Угу, вот зачем они мне это сказали? Вдруг, откуда-то, из глубин памяти, ярко всплыл "малый Петровский загиб", который я, в порыве увлечения Есениным, выучила назубок, восхитившись тем, что я его прочесть не могла без запинки, а гениальный Сергей Александрович декламировал в кабаках, будучи прилично выпимши.
- Ксю, считай от одного до восьми, в обратном порядке, - игла мягко вошла в вену, но думать про операцию не было никакой возможности, мозг жил отдельной от меня жизнью...
- Восемь (Распро…банец х…ев, зело, чего-то там до трухи - господи, зачем я это учила?)
- Семь... (Зарубка Александровской мотни, - смешнючее какое выражение...)
- Шесть... (Крещеное шматиной лейбгвардейского полка..., - мамочки, ну вот как это забыть?)
- Пять... (Кляп вздыбленный - блииин, вот не было у меня шансу знаниями похвастаться, и вот оно - время пришло...)
- Четыре... ( Е…стись твою через вертушку по девятой усиленной, - всё, финиш..., чтоб я, ещё хоть раз...)
Не знаю, как у других, но у меня на общем наркозе были яркие видения - я на скорости каталась на каруселях, было ужасно весело и страшно. С такими галлюцинациями, "малый Петровский загиб" был прям в тему.
Придя в себя, я тихошенько прислушалась...
- Мамочки мои, да мамочки мои, что её, заклинило, уже пятнадцать минут мамочек зовёт..., - услышала я мамин голос, и осторожно приоткрыв один глаз, увидела склонившуюся над собой мамусю.
Мозг работал плохо и оценить степень угрозы сразу не получалось.

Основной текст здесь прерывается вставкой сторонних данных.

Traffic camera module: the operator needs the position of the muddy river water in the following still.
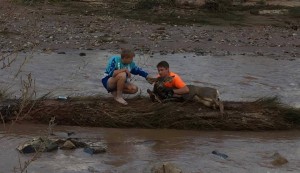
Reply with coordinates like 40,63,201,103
0,51,300,173
0,124,300,173
0,51,300,107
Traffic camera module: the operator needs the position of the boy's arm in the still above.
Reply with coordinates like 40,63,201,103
130,64,149,79
106,59,130,77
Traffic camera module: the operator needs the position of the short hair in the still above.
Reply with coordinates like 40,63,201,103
156,61,169,68
121,49,135,58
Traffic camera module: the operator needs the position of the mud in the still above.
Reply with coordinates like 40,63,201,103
3,97,299,131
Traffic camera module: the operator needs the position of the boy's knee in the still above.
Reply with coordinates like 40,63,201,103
128,85,139,94
116,72,126,79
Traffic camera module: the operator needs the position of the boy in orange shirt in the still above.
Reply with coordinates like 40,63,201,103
149,61,189,99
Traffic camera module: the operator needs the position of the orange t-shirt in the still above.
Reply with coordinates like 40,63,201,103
159,72,186,89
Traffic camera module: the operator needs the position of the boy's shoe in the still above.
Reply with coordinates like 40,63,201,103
147,89,161,103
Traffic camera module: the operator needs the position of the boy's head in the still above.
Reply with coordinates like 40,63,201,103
121,49,135,64
156,61,170,77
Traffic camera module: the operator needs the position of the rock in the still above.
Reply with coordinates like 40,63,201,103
271,152,288,166
83,146,106,155
79,52,86,56
61,140,76,150
151,162,182,173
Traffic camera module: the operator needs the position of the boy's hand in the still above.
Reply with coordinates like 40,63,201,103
146,76,157,84
162,88,174,98
125,69,131,78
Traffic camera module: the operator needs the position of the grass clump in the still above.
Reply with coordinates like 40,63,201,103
203,0,232,12
134,0,175,9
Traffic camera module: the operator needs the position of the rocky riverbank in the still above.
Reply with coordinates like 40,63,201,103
0,0,300,60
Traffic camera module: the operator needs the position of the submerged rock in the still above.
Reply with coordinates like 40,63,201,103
60,140,77,150
17,137,58,154
151,162,182,173
271,152,288,166
83,142,107,154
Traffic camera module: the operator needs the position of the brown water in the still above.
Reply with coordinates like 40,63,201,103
0,50,300,107
0,51,300,173
0,124,300,173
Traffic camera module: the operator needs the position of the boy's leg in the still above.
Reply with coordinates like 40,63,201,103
123,82,139,94
107,72,128,105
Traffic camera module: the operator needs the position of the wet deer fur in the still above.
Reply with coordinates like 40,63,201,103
153,76,224,115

Но мама смотрела на меня с прищуром, без улыбки и руки в боки. Судя по маменькиному виду, дело "малым" загибом не обошлось, видать из прошлых жизней я выдала целый "Большой", даже представить страшно, чё там Петр напридумывал...
Тут мамуля заметила открытый глаз.
- Расскажи ка мне, Ксюня, каких ты там мамочек звала? - строго молвила родительница.
- Это Петр Первый с Есениным виноваты, - слабо пискнула я...
Мама строго посмотрела на хирургов.
- Нормально всё, это она от наркоза отходит,- отбивались врачи.
- Сначала мамочек каких-то звала, как будто, я не одна мать у неё, теперь царя с поэтами поминает, - кручинилась мама, - вот что у неё в голове?
- Фиг её знает, мы ей руку оперировали, но если хотите, мы и голову посмотрим, - веселились хирурги.
- Не надо! Я её и придурошной люблю, - отрезала мама.
Я облегченно выдохнула, пятнадцать минут причитать: мамочки мои, мамочки - это лучшее, что можно было ожидать от своего подсознания.
Я тогда ещё не знала, что в скором времени, буду читать запоем Пелевина. Теперь вот берегусь, не дай бог опять общий наркоз - спалюсь ведь...
А "большой Петровский загиб" я принципиально не читаю... во избежание!